⚽ Who are the Managers who were sacked too soon by European giants?

Managers in football have the most volatile job, especially those at the helm of European powerhouses. A case in point is Nuno Espirito Santo, who was sacked just four months into the Tottenham Hotspur job

The likes of Ronald Koeman and Dean Smith have also faced the sack in recent times. Managers generally receive the brunt of criticism following disappointing performances by their teams. It is extremely rare for a manager to last longer than three or four years in the same job in the modern game.
On that note, here’s a look at some managers who were sacked too soon by European giants.

Who in your opinion are the Managers who were sacked too soon by European giants? Share your opinion on this thread.


Quique Setien | FC Barcelona

Quique Setien lasted just seven months at Camp Nou.

Quique Setien held the Barcelona managerial role for all of seven months only. He is regarded by many as one of the worst Barcelona managers in recent history, but Setien was never afforded the time to settle in at the job.

The Spaniard rose to prominence at Real Betis, who were one of the most exciting teams to watch in Spanish football under his tutelage. Setien was deemed to be the perfect fit at Camp Nou, as he was an exponent of the Cruyffian philosophy.

Setien’s predecessor Ernesto Valverde was sacked following a dismal start to the 2020-21 season, and the decision to bring in Setien was one taken in haste. The 63-year old Setien was appointed Barcelona manager midway through the 2020-21 season.
The Spaniard was at the helm for only 25 matches, where he garnered a decent record of 16 wins, four draws and five losses. Setien averaged 2.08 points per match in his seven-month spell at Camp Nou, and arguably earned himself a bit more time.

However, in Barcelona’s defence, they faced a humiliating 8-2 defeat at the hands of Bayern Munich during Setien’s tenure.


Andrea Pirlo | Juventus

Andrea Pirlo won two trophies as Juventus manager.

Juventus legend Andrea Pirlo was appointed manager of his former club in the summer of 2020. It was a fairy tale, but the union lasted only one season.

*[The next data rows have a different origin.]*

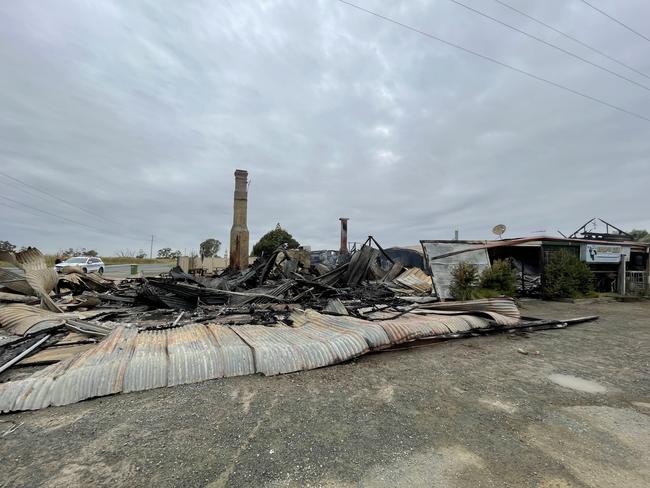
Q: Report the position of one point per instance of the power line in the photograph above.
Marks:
(496, 61)
(569, 36)
(615, 20)
(58, 198)
(52, 214)
(64, 201)
(96, 229)
(551, 45)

In his second innings at Juventus, Pirlo claimed two trophies in just nine months on the job, but didn’t win the Serie A title. His first trophy was the Supercoppa Italiana, where the Bianconeri claimed a 2-0 victory in the final. Pirlo also led Juventus to a 2-1 victory over Atalanta in the Coppa Italia final. He also helped secured a UEFA Champions League spot on the final matchday.

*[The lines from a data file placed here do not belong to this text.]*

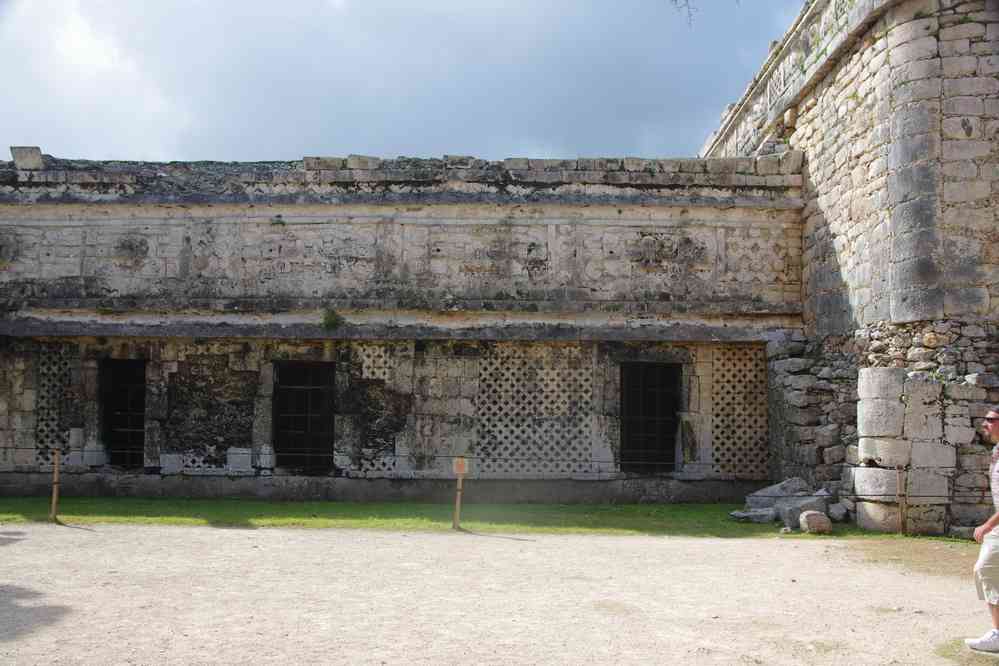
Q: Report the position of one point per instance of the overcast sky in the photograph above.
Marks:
(266, 80)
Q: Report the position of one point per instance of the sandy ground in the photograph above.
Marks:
(134, 594)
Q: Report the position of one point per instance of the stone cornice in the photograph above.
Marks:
(809, 49)
(358, 179)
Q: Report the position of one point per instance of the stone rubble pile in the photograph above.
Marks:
(794, 503)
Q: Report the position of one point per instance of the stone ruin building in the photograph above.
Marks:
(815, 297)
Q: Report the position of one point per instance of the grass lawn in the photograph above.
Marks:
(696, 520)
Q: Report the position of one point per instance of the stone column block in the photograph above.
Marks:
(875, 483)
(887, 383)
(880, 418)
(885, 451)
(922, 422)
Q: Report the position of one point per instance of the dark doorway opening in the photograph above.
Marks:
(304, 398)
(650, 400)
(123, 396)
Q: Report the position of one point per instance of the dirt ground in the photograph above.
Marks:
(140, 594)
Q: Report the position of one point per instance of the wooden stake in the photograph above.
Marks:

In his 52 matches as Juventus manager, Andrea Pirlo registered a tally of 34 wins, ten draws and eight losses. That is a very good record for a manager with no prior senior-team experience. Pirlo’s first managerial appointment was at Serie C side Juventus U23.
That was just nine days before he took over from Maurizio Sarri as the senior team manager. Considering Pirlo had nearly zero work experience in the managerial role, the Juventus legend definitely deserved another season to set things right.

The Italian legend was just starting to get things right in the later stages of the 2020-21 season, losing only two and winning seven games. But Juventus’ failure to defend their Serie A title and inability to win the Champions League put paid to Pirlo’s hopes of staying on.


Andre Villas-Boas | Chelsea

Andre Vilas-Boas

Jose Mourinho’s former assistant manager Andre Vilas-Boas is one of the few top-level managers to have not had a professional career as a player.

Vilas-Boas was appointed following Carlo Ancelotti’s two-season-long spell at Stamford Bridge. Dubbed the ‘Baby Mourinho’, the Portuguese was one of the most exciting managerial prospects in the continent at the time. Vilas-Boas was appointed to the top job at Chelsea in the summer of 2011.

The Portuguese was just 33 at the time, and was coming fresh off a treble-winning season with Porto. He had led Porto to the Primeira Liga, Taca de Portugal and Europa League titles in the 2010-11 season.

Chelsea owner Roman Abramovich is known to be ruthless with managerial appointments and dismissals; Vilas-Boas experienced that first-hand. The Portuguese could not last an entire season at Stamford Bridge, as he was sacked just eight months into the job.

In 40 matches as Chelsea manager, Vilas-Boas won 20 games, drew ten and lost as many.